Note that we can check elements from high to low directly & stop as soon as a mobile element is found – there is no need to check every element.

Johnson-Trotter and Algorithm P are essentially doing the same thing: when moving the mobile element, we are changing its inversion count in the same way as we do directly in P.

Performance-wise, the two algorithms are very similar though (somewhat surprisingly to me) the Johnson-Trotter version seems a little faster.

Either way, my laptop generates the 3628800 permutations of 10 elements in 0.03 seconds, outputting them (even to /dev/null) takes 4.5 seconds. It takes about 3 seconds to run through the 479001600 permutations of 12 elements (I haven’t tried outputting them).
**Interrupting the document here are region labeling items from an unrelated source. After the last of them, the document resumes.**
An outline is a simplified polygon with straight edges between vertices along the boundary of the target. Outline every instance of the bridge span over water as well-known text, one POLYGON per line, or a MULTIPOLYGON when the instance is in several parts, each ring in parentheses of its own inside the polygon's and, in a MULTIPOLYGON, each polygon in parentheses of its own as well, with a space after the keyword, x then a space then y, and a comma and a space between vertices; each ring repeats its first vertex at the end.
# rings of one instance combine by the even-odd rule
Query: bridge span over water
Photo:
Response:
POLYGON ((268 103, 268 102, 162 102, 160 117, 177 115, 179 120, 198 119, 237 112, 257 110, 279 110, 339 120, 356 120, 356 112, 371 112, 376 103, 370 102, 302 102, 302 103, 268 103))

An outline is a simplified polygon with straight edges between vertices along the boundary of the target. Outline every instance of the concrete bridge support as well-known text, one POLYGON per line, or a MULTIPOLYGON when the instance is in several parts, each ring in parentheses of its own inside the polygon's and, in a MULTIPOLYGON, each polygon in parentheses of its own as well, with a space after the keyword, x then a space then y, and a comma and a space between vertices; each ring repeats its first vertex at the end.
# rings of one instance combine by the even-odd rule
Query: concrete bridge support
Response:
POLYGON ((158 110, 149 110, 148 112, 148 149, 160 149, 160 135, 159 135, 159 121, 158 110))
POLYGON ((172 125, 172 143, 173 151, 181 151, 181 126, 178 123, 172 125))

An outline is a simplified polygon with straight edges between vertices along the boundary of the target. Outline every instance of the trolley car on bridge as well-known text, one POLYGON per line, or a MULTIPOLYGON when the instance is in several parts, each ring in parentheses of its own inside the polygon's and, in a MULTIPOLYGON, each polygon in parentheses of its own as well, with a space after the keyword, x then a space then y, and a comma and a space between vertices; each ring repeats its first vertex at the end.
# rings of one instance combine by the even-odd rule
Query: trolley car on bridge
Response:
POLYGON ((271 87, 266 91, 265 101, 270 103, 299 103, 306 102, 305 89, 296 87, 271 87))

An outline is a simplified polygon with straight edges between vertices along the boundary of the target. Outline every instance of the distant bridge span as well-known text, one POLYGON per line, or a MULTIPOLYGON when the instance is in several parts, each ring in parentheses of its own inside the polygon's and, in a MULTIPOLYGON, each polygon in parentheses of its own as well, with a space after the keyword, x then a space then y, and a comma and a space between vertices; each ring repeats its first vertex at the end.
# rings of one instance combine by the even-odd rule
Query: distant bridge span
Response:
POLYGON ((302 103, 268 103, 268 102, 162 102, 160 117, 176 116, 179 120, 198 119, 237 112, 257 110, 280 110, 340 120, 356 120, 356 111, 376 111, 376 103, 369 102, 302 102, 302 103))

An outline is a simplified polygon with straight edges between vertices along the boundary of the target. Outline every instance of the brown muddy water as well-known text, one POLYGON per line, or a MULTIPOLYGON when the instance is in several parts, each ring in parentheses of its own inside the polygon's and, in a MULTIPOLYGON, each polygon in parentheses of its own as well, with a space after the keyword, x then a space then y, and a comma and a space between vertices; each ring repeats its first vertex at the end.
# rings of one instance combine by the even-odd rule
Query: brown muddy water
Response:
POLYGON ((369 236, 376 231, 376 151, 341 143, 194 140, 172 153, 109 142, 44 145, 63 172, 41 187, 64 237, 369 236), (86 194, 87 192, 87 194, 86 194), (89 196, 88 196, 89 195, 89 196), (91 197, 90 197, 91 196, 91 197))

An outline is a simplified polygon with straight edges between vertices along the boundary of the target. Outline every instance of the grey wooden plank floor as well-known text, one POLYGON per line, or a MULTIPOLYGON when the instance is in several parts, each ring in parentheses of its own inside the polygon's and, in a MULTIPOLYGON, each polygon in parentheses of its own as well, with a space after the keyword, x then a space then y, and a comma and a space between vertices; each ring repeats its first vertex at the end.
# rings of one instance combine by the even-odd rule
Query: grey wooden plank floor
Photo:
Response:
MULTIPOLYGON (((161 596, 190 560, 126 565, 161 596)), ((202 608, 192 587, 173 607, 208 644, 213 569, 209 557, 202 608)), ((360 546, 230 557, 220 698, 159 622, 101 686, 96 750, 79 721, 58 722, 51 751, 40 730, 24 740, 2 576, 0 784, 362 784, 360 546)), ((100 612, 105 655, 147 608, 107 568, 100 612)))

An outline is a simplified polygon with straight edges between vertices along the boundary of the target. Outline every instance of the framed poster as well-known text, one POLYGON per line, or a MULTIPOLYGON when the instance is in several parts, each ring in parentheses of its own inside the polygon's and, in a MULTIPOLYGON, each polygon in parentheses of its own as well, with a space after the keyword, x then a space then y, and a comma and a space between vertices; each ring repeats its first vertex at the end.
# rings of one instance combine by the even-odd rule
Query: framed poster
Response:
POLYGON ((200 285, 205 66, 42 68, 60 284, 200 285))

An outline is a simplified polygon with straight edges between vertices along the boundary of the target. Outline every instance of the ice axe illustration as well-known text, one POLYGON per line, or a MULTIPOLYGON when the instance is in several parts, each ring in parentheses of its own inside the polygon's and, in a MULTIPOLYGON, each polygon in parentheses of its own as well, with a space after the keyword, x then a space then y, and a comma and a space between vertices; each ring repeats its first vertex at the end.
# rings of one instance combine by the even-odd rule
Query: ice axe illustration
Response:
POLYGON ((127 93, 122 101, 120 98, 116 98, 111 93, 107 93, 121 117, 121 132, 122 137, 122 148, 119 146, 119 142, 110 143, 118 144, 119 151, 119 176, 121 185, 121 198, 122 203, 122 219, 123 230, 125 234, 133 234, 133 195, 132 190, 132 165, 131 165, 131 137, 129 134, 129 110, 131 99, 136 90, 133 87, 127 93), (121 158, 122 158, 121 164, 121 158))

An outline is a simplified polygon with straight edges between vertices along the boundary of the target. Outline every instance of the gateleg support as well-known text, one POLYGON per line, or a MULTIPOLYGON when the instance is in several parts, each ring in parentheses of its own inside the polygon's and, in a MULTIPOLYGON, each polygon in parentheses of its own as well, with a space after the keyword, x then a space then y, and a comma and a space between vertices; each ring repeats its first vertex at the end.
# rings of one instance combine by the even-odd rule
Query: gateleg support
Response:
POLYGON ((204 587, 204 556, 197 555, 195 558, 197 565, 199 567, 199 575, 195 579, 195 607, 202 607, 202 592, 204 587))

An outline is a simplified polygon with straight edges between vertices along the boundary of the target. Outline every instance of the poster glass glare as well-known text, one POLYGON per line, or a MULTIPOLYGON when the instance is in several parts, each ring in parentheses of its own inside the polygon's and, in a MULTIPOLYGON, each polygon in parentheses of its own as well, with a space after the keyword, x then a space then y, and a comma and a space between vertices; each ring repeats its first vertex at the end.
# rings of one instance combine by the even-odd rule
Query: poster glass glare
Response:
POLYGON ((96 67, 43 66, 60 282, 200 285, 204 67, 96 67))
We can streamline the computation further by taking advantage of the fact that most of the time we are just moving the highest element in the same direction, but that can wait for another day.

Finally, here is a function that gives the next permutation in plain changes without maintaining any state:

bool nextperm(int *a, int n) { int c[n], o[n]; for (int i = 0; i < n; i++) { c[i] = o[i] = 0; } // Count inversions for (int i = 0; i < n; i++) { for (int j = i+1; j < n; j++) { if (a[j] < a[i]) c[a[i]]++; } } // Find directions for (int i = 1, k = 0; i < n-1; i++) { k += c[i]; o[i+1] = k%2; } // Find mobile element and move it. for (int j = n-1, s = 0; j > 0; j--) { if (!o[j]) { if (c[j] < j) { swap(a[j-c[j]+s],a[j-c[j]+s-1]); return true; } s++; } else { if (c[j] > 0) { swap(a[j-c[j]+s],a[j-c[j]+s+1]); return true; } } } return false; } void stateless(int *a, int n) { do { visit(a,n); } while (nextperm(a,n)); }

We use the Knuth/Dijkstra trick to avoid building a position table. I suspect that n-squared inversion counting can be improved, but we still come in at under second for all permutations of 10, though that’s about 30 times slower than the optimized version.